US officials are investigating after the Pentagon mistakenly shipped live anthrax spores to government and commercial laboratories in as many as nine states, as well as one overseas.
They had expected to receive dead spores.
“At this time we do not suspect any risk to the general public,” Centres for Disease Control and Prevention spokeswoman Kathy Harben said.
Tthe suspected live anthrax samples were shipped from Dugway Proving Ground, an Army facility in Utah, using a commercial delivery service, said Pentagon spokesman, Col Steve Warren.
He said the government has confirmed one recipient, a laboratory in Maryland, received live spores.
It is suspected, but not yet confirmed, that anthrax sent to labs in as many as eight other states also contained live spores.
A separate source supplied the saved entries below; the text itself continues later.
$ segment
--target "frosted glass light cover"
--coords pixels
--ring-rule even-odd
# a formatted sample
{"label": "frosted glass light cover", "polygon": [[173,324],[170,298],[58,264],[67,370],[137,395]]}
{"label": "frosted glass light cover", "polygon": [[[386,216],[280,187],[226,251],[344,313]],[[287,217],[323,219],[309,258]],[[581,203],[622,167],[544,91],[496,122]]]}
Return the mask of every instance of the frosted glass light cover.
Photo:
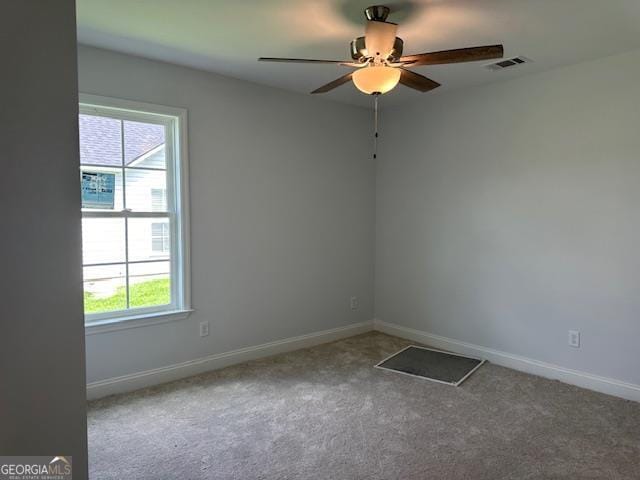
{"label": "frosted glass light cover", "polygon": [[398,26],[387,22],[367,22],[364,41],[369,55],[386,59],[393,50]]}
{"label": "frosted glass light cover", "polygon": [[400,69],[393,67],[363,67],[353,72],[353,83],[363,93],[387,93],[400,81]]}

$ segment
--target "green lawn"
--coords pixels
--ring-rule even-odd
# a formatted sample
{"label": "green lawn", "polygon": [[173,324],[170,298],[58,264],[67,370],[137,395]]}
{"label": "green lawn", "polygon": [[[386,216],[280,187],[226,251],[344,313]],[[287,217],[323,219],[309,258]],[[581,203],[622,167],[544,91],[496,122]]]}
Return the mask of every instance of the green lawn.
{"label": "green lawn", "polygon": [[[166,305],[171,302],[171,289],[168,278],[134,283],[129,290],[131,308]],[[113,310],[124,310],[127,307],[125,287],[119,287],[110,297],[95,297],[90,292],[84,293],[84,312],[99,313]]]}

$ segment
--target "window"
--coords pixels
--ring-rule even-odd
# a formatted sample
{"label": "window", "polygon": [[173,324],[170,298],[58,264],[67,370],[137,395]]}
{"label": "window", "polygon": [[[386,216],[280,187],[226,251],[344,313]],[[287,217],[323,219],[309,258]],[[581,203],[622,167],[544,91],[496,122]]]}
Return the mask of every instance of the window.
{"label": "window", "polygon": [[167,209],[167,190],[164,188],[151,189],[151,211],[164,212]]}
{"label": "window", "polygon": [[80,100],[85,323],[187,311],[184,112]]}
{"label": "window", "polygon": [[156,255],[170,252],[169,225],[166,223],[151,224],[151,251]]}

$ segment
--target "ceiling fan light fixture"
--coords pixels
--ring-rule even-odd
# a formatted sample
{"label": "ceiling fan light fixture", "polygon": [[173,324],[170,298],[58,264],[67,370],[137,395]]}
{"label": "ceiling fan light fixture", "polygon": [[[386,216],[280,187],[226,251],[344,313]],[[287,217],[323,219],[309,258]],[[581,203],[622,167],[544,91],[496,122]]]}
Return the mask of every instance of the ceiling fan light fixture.
{"label": "ceiling fan light fixture", "polygon": [[395,23],[367,22],[364,42],[369,56],[386,60],[393,51],[397,31],[398,26]]}
{"label": "ceiling fan light fixture", "polygon": [[367,47],[364,43],[364,37],[358,37],[351,41],[351,58],[357,62],[365,62],[367,60]]}
{"label": "ceiling fan light fixture", "polygon": [[400,81],[399,68],[385,65],[369,66],[353,72],[353,83],[358,90],[367,95],[387,93],[395,88]]}
{"label": "ceiling fan light fixture", "polygon": [[[287,62],[306,64],[334,64],[354,69],[335,80],[316,88],[311,93],[327,93],[340,85],[353,81],[361,92],[372,95],[393,90],[398,83],[419,92],[429,92],[440,84],[412,70],[424,65],[477,62],[502,58],[501,44],[440,50],[437,52],[403,55],[404,42],[396,37],[398,25],[387,22],[391,9],[385,5],[373,5],[365,9],[364,36],[351,41],[351,60],[319,60],[313,58],[260,57],[263,62]],[[377,104],[378,95],[375,95]]]}

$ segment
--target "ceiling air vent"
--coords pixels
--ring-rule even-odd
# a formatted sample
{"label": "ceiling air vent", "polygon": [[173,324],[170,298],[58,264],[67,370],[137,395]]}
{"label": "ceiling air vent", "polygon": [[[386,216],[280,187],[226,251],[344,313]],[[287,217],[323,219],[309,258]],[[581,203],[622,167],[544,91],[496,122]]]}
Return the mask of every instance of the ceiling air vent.
{"label": "ceiling air vent", "polygon": [[505,68],[513,68],[518,65],[522,65],[523,63],[531,63],[532,60],[527,57],[513,57],[507,58],[504,60],[500,60],[499,62],[492,63],[491,65],[487,65],[486,68],[489,70],[504,70]]}

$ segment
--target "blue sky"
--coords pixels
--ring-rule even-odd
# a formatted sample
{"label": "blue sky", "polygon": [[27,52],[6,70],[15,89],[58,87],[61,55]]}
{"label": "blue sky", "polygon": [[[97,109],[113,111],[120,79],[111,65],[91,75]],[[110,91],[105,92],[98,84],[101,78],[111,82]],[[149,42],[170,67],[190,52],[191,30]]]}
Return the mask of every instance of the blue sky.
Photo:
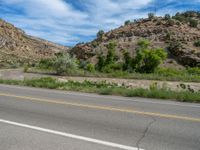
{"label": "blue sky", "polygon": [[200,0],[0,0],[0,18],[27,34],[73,46],[125,20],[200,10]]}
Later he said an anthrax sample from the same batch at Dugway also was sent to a US military laboratory at Osan air base in South Korea; no personnel there have shown signs of exposure and the sample was destroyed.
“There is no known risk to the general public, and there are no suspected or confirmed cases of anthrax infection in potentially exposed lab workers,” he said.
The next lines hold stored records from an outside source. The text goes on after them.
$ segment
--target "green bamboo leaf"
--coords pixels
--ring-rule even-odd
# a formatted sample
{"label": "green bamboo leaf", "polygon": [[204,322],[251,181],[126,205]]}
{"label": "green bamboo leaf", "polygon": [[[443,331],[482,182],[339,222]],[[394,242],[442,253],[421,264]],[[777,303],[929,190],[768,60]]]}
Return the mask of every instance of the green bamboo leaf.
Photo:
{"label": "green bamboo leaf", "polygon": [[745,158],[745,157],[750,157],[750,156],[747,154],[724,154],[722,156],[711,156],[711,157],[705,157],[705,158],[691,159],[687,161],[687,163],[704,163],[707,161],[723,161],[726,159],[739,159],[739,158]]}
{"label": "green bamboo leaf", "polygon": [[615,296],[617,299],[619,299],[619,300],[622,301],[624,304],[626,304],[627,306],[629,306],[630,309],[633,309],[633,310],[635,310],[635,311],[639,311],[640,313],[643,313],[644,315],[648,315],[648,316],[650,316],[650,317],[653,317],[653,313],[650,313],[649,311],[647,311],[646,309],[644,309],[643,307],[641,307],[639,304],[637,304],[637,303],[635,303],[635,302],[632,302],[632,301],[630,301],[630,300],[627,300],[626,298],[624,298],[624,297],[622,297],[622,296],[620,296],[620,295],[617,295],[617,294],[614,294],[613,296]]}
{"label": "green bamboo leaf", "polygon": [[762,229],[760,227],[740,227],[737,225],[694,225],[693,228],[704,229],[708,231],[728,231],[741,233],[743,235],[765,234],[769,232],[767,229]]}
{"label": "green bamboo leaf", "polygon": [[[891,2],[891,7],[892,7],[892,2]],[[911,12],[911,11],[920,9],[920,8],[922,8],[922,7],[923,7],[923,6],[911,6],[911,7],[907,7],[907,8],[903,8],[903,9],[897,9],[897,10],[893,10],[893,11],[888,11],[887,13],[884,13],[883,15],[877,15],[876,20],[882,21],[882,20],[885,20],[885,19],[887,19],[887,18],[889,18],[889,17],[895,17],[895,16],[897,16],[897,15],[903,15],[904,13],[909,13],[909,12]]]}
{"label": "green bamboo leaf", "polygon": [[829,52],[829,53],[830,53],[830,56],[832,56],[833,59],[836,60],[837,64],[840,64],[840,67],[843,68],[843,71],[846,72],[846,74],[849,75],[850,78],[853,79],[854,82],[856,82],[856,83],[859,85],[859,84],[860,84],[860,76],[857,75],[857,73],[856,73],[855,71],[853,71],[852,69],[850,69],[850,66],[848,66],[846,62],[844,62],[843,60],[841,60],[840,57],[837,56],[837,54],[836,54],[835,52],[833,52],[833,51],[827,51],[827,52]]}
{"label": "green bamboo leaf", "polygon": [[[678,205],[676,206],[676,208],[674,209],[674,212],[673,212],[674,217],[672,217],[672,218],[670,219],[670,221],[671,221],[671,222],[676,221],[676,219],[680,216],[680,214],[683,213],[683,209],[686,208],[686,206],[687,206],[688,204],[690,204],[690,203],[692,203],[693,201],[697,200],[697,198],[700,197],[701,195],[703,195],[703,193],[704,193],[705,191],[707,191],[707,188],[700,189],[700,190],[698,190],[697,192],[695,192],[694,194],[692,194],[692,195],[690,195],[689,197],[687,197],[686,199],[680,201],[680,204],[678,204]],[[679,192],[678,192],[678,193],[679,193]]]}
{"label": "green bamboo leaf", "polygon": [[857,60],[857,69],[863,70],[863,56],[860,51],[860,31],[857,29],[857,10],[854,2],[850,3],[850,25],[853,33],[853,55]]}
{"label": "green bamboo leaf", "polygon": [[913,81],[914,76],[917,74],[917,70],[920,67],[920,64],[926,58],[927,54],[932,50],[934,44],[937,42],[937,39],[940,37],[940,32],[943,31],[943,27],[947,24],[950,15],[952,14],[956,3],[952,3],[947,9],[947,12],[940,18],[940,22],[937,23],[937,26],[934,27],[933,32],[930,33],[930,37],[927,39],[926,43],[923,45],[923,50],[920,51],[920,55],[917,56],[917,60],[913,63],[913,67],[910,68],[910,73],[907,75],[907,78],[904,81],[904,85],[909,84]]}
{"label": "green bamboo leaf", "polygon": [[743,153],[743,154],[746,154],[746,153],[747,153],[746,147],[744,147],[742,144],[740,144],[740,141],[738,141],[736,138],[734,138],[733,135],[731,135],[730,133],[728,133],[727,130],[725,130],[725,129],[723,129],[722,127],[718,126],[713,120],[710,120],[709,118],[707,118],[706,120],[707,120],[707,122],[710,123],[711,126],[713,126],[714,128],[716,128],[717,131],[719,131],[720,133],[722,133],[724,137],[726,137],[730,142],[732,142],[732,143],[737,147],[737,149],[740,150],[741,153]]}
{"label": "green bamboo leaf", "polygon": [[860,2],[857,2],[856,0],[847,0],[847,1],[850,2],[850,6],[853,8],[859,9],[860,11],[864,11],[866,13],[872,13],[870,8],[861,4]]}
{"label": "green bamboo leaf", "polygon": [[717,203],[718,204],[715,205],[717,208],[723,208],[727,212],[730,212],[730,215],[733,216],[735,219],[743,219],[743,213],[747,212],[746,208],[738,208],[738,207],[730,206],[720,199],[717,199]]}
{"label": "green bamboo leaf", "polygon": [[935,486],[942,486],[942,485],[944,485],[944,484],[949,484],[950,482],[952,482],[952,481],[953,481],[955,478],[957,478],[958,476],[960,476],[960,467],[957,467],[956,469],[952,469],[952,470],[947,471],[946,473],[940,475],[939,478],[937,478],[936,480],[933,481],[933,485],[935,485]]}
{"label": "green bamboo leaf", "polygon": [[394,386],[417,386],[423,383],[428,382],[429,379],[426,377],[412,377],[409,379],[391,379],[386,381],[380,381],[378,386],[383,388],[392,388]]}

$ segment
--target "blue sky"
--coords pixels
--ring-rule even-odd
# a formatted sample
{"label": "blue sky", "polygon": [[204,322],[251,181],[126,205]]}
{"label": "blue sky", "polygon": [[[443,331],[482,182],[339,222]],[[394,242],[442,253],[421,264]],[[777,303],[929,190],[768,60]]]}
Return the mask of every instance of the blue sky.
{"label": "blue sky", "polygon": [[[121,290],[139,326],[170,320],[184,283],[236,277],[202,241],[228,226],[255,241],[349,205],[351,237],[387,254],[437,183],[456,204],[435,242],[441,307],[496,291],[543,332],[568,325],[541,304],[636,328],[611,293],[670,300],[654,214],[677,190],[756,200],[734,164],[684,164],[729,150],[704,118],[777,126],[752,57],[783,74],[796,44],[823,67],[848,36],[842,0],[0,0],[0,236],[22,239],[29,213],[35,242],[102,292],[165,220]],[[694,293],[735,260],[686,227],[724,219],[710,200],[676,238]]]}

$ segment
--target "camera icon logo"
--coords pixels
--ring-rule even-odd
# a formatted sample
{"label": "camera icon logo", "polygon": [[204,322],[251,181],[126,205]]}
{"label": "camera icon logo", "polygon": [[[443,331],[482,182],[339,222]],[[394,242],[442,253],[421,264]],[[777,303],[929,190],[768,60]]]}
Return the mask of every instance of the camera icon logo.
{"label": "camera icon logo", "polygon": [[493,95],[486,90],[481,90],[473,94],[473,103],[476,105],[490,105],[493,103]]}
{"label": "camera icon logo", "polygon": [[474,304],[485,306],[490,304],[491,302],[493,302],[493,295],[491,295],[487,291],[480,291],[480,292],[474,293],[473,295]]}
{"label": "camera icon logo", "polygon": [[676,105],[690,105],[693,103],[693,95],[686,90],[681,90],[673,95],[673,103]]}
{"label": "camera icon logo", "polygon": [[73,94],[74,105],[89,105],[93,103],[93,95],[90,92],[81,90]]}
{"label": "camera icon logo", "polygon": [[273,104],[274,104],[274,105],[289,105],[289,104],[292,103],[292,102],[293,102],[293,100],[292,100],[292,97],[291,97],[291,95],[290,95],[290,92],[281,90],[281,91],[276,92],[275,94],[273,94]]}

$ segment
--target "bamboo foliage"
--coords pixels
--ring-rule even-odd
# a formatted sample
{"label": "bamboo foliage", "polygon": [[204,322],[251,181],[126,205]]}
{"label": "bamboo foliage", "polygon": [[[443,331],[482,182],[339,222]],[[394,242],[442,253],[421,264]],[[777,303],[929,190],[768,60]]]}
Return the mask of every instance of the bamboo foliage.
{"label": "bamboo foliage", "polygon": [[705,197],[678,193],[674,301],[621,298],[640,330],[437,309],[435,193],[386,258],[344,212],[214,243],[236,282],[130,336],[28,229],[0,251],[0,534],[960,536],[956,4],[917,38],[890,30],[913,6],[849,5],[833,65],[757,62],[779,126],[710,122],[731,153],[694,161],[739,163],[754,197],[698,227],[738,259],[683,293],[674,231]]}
A US official said four people in three commercial labs had worked with the suspect anthrax samples and the CDC has recommended the four be provided “post-exposure prophylaxis”, or preventive treatment.
The anthrax samples were shipped to labs in Texas, Maryland, Wisconsin, Delaware, New Jersey, Tennessee, New York, California and Virginia.
The Defence Department has halted the shipment pending completion of the investigation, Col Warren said.
Contact with anthrax spores can cause severe illness.